The western Slovak town of Skalica, located in the Slovak-Moravian border area, prides itself on Skalický trdelník – a traditional sweet pastry made of yeast dough. Although the delicacy is famous throughout central Europe and you can enjoy it strolling the streets of Prague as well as in Hungary, Poland or Austria, only the traditional Skalický trdelník has been granted Protected Geographical Indication by the European Union for its uniqueness. The earliest recipe for the sweet pastry was found dating back to 1783 to the royal city of Skalica from which it spread to the whole Austro-Hungarian Empire.

To make a traditional trdelník, strips of dough are wound onto a cylinder (called trdlo) and baked over hot coals on an open fire. The dough is coated with beaten egg whites and sprinkled with chopped walnuts, almonds, apricot kernels, or a mixture of these. It is then baked by radiant heat until golden and, after baking, is sprinkled with caster sugar mixed with vanilla sugar.

Few of us have an original mold for baking a trdelník over burning coals at home but fortunately there is a good trick to replace the classic trdlo cylinders. A tin can, somewhat narrower and taller, wrapped in foil, will serve well for baking trdelníks at home. Roll the strips of dough onto the prepared tin pressing lightly so they stick to each other and the tin.

For the full experience, play this traditional tune while prepping the recipe!

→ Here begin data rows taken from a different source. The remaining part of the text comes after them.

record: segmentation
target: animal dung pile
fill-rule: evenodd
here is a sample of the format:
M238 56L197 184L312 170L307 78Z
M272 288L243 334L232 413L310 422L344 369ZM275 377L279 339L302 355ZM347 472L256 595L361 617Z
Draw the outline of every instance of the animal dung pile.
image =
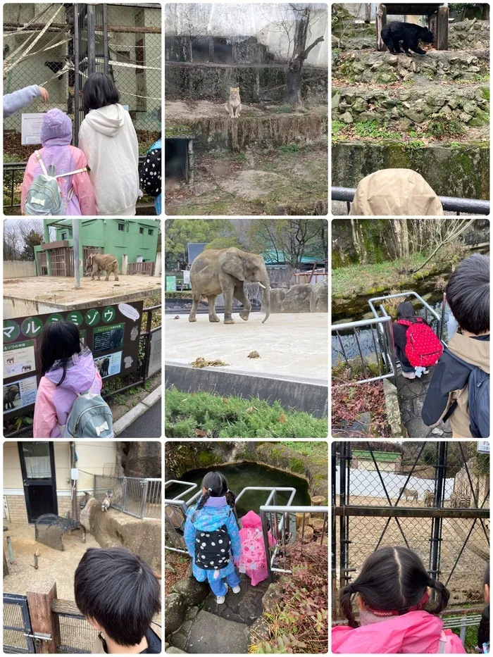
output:
M229 363L223 363L223 361L220 361L218 358L216 358L216 361L206 361L205 358L200 356L198 358L195 358L190 365L192 368L222 368L227 367Z

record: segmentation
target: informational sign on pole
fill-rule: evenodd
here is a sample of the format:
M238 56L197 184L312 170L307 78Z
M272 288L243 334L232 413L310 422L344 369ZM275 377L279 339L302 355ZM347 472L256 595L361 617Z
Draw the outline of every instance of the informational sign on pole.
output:
M41 126L44 113L39 114L22 114L20 120L20 143L23 146L30 144L41 144Z

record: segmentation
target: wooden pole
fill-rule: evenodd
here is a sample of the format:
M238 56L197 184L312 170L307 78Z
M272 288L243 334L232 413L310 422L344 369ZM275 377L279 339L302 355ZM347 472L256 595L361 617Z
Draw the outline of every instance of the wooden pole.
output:
M57 616L51 612L51 603L56 598L56 582L51 580L32 584L26 591L31 627L33 633L49 634L51 641L40 641L36 652L48 654L56 652L60 645L60 625Z
M437 50L449 49L449 8L439 7L437 14Z

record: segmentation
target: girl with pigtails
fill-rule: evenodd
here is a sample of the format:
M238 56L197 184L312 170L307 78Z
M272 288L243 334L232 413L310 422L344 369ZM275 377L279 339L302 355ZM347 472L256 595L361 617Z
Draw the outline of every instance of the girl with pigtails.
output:
M241 554L235 499L224 475L208 473L202 480L201 497L187 513L184 538L194 577L208 582L218 604L226 599L227 584L233 593L240 591L235 566Z
M432 589L436 603L430 604ZM346 626L332 629L336 654L465 654L461 639L443 629L438 614L450 593L432 579L419 557L408 548L375 550L366 560L354 582L341 591L341 610ZM353 604L359 611L359 622Z

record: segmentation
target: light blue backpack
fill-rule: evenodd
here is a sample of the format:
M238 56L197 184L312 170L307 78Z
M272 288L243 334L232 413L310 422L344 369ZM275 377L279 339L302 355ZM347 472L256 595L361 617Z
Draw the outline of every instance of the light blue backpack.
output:
M54 165L51 164L46 170L39 151L35 151L35 155L38 159L43 173L36 176L27 190L24 214L39 217L52 217L64 214L74 190L73 187L70 188L67 196L67 203L64 204L56 179L74 175L75 173L84 173L87 169L85 167L83 169L77 169L68 173L60 173L58 175L55 175Z
M62 438L114 438L113 415L101 395L79 394L65 425L58 425Z

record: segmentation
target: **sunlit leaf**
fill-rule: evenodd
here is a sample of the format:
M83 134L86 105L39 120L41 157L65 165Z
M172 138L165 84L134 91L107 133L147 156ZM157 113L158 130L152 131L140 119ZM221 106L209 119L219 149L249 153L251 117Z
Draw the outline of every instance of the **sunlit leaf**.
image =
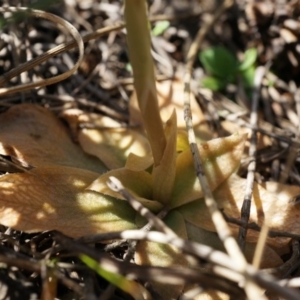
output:
M109 169L124 167L130 154L151 157L148 140L138 130L123 128L109 117L80 110L68 110L63 117L75 128L82 149L98 157ZM85 124L96 128L78 129Z
M184 220L179 213L176 211L170 212L167 217L164 218L164 222L181 238L187 238ZM186 258L177 248L166 244L145 241L138 243L135 261L141 265L150 264L161 267L188 266ZM164 296L164 299L173 299L177 297L183 290L182 285L158 284L155 282L152 284L155 290Z
M234 134L198 146L211 190L218 187L239 166L246 136ZM178 207L203 196L195 175L190 150L179 154L176 161L176 178L172 194L172 207Z
M240 219L245 185L245 179L232 175L214 191L218 206L228 217ZM270 192L263 186L254 183L249 222L262 226L263 222L266 221L270 230L298 234L300 208L294 205L293 201L296 196L300 195L300 187L278 183L266 183L265 186L277 186L278 190L277 192ZM188 203L178 208L178 211L182 213L186 221L206 230L215 230L202 199ZM230 226L233 232L237 234L239 228L233 224ZM259 232L248 230L247 241L255 243L258 236ZM280 248L285 246L289 240L289 238L284 237L269 238L268 244Z
M164 205L170 202L176 172L177 123L173 112L165 127L167 145L160 164L153 170L153 199Z
M158 105L160 109L160 115L163 122L167 122L172 114L174 108L177 114L177 128L178 131L186 130L184 121L184 84L179 78L172 81L156 82L156 89L158 94ZM193 114L193 127L197 136L197 141L207 141L213 138L212 131L208 126L205 116L197 103L194 95L190 95L191 110ZM130 99L130 124L131 125L143 125L141 114L138 109L136 95L133 94Z
M34 167L53 164L106 171L99 159L71 141L66 128L49 110L33 104L13 106L0 115L0 154Z
M126 201L85 191L97 173L62 166L0 177L0 223L18 230L59 230L72 237L132 229Z
M135 281L129 280L126 277L112 273L105 270L97 261L91 257L81 254L80 259L91 269L98 273L101 277L106 279L108 282L114 284L119 289L130 294L136 300L144 300L145 296L148 295L148 291Z

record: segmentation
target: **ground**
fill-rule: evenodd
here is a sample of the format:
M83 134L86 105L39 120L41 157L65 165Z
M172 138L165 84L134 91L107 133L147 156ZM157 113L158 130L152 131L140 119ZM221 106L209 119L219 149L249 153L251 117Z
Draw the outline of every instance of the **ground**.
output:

🇸🇰 Slovakia: Skalický Trdelník—Traditional Slovakian Sweet Pastry

Servings 4 traditional trdelníks
Prep Time 1 hour 20 minutes
Cook Time 20 minutes


  • 1 cup lukewarm milk
  • 3 ½ tablespoons active dry yeast
  • 5 tablespoons powdered sugar divided
  • 3 ¾ cups all-purpose flour
  • 4 egg yolks
  • 1 tablespoon butter melted
  • 1/2 cup oil canola, sunflower
  • 1/2 teaspoon salt
  • 1 teaspoon of lemon zest
  • Pinch of grated nutmeg
  • 1 tablespoon of rum

For coating:

  • 1-2 egg whites for spreading
  • 2 handfuls of coarsely chopped walnuts
  • Powdered sugar for sprinkling after baking


  • Pour the milk into the dry yeast and one tablespoon of powdered sugar, let dissolve, stir. Let rise for about 10 minutes at room temperature.
  • In a stand mixer fitted with a dough hook, add the flour, the rest of the sugar, the egg yolks, melted butter, oil, salt, lemon zest, nutmeg, rum and the risen yeast mixture. Knead at a slow speed for about 15 minutes.
  • Allow the well-mixed dough to rise for about half an hour at room temperature.
  • Divide the risen dough into four pieces and roll each piece into a half-inch wide strip. Roll them onto the cylinders/baking mold (about 2” diameter and 10” long) wrapped in aluminium foil. To connect multiple strips in one trdelník, press the ends of the strips firmly together.
  • Slightly roll and flatten the wrapped strips around the mold so that the dough will stick to the mold and hold better while baking.
  • Let the trdelníks rise on the cylinders for about 20 minutes.
  • Heat the oven to 360 °F.
  • Before baking, coat the trdelníks with egg white and roll in chopped walnuts, covering the entire surface generously.
  • Bake for about 20 minutes, or until golden brown. Turn the cylinder with the wrapped dough while baking by a third every five minutes or so.
  • After baking, dust with powdered sugar.